So, please, do not underestimate the need of the foal for the mare, even if they seem to ignore one another a large part of the time, this merely means they are confident and happy, _not_ that they do not need one another.

Leave her as long as you can- five months is the earliest and six the latest that I will wean, and I have tried every time under the sun, in my life, believe me.


----------



## StarRidgeAcres (Jun 16, 2011)

I personally don't wean until at least 6 months, but realize many think I wait to long. One year as an experiment I let nature decide and it was between 8 and 9 months for each. Not suggesting that, but it was very interesting I found.

And all mares and foals are different. I have one mare that let a foal nurse that had been weaned for 5 months. And 2 years of the foal being gone and having become a mom herself, I still had her try and nurse!


----------



## supaspot (Jun 16, 2011)

just food for thought .... if the 3 month old foals are dragging the mare down then youre just not feeding her enough ,


----------



## Matt73 (Jun 16, 2011)

supaspot said:


> just food for thought .... if the 3 month old foals are dragging the mare down then youre just not feeding her enough ,


That was my thought, too. My mare gets pretty much all the hay she wants and her Gro 'n Win is doubled. She doesn't drop an ounce of weight and even puts some weight on


----------



## minifreishorsefarm (Jun 16, 2011)

My mares get 3+ meals a day and eat every drop plus plenty of grain. 2 mares, my tallest 2 are a bit slim looking and they're the ones that eat the most. Both are boss mares so are not getting chased from others. Both their babies are tall, the colt is 28" already at just over 2 mos old and the filly is 26" at just a month, so I am thinking they are really draining the mamas down. They both eat hay and grain with their moms too. And our mares share the grain very well with the babies. I am keeping an eye on them and if they do not improve, I will wean at 3-4 months as well. All the babies are independent usually eat with a different mare and her foal, they swap who they're eating with all the time. Last year (different mare) had to wean her filly at just under 4 mos for the same reason, she bounced back real fast after no more nursing and the filly did just fine and never got the dreaded bloated belly look from weaning early.

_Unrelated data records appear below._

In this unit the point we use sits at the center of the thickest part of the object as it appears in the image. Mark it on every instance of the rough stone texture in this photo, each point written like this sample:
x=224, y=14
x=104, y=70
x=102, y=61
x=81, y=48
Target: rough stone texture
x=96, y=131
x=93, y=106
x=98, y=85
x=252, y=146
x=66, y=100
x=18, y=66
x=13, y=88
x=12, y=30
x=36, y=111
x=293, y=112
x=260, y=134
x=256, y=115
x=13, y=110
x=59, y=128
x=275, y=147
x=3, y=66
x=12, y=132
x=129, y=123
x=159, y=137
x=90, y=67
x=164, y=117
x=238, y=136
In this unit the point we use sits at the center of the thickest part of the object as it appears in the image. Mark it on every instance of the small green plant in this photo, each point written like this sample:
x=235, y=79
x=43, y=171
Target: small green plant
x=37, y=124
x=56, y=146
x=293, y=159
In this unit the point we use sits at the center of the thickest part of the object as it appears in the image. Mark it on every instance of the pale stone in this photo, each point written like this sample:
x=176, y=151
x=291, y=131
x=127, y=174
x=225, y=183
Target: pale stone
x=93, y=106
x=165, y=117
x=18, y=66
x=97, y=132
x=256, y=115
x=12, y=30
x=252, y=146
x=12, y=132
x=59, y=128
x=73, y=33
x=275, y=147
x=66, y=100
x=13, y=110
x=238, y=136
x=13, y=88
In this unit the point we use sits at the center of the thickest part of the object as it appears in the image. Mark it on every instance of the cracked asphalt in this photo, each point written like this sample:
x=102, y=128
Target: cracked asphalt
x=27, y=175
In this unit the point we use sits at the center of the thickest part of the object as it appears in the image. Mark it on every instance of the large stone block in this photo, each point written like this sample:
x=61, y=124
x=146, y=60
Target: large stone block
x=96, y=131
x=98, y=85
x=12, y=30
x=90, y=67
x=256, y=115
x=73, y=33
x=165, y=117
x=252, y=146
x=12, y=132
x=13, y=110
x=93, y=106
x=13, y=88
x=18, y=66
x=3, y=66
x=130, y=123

A well known lady in the show world near us says she weans all her babies at 3 months old so they bond with people better. She puts all the babies together away from their moms. Dont think I agree with that idea, but everyone does stuff their own way.

Marsha


----------



## Matt73 (Jun 16, 2011)

minifreishorsefarm said:


> A well known lady in the show world near us says she weans all her babies at 3 months old so they bond with people better. She puts all the babies together away from their moms. Dont think I agree with that idea, but everyone does stuff their own way.
> 
> Marsha


Don't know if I agree with that at all. I know of a big, reputable Canadian Sport Horse (Hanoverians etc.) breeding farm that basically puts all the colts in one huge field and all the fillies in another, upon weaning between 4-6 months, and lets them be horses until they are 3 years old. Whereupon they are rounded up and broken/backed. All of their horses (stallions, mares, and geldings) have stellar personalities (once they are backed etc.).


----------



## suen (Jun 16, 2011)

Geez guys..... what a tongue lashing,



)))) Seriously... have decided not to wean yet considering all the good advice on here. But..let me defend myself before you hang me from the tallest tree. This is not my stallion. He is on loan as I didn't want to haul baby three hours in trailer to get to stallion. So.. don't have any idea what his attitude would be for foals, and...he is a virgin so owner probably didn't know either. I will say... he is the sweetest, gentlest (sp) little guy I've ever seen and I doubt if he would hurt a fly, but when the mare is in heat he is all business! Still very easy to work with though! Now... Destiny (foal) has been an independant little girl since she was born and we have bonded to the point when she is in the pasture she hangs with Aunt Breeze, not mom. And, if she sees me, she comes running. Anyway... will keep her with mom now that mom is out of heat, just didn't want baby in harms way.

And... thanks for the advice. Can always get answers here


----------



## Kelsey - Vandy's Farm (Jun 16, 2011)

suen said:


> Geez guys..... what a tongue lashing,
> 
> 
> 
> )))) But..let me defend myself before you hang me from the tallest tree.








People need to get all the facts before judging harshly. That's all I have to say on that matter.


----------



## WhiteTailsMinis (Jun 16, 2011)

Kelsey - Vandy said:


> People need to get all the facts before judging harshly. That's all I have to say on that matter.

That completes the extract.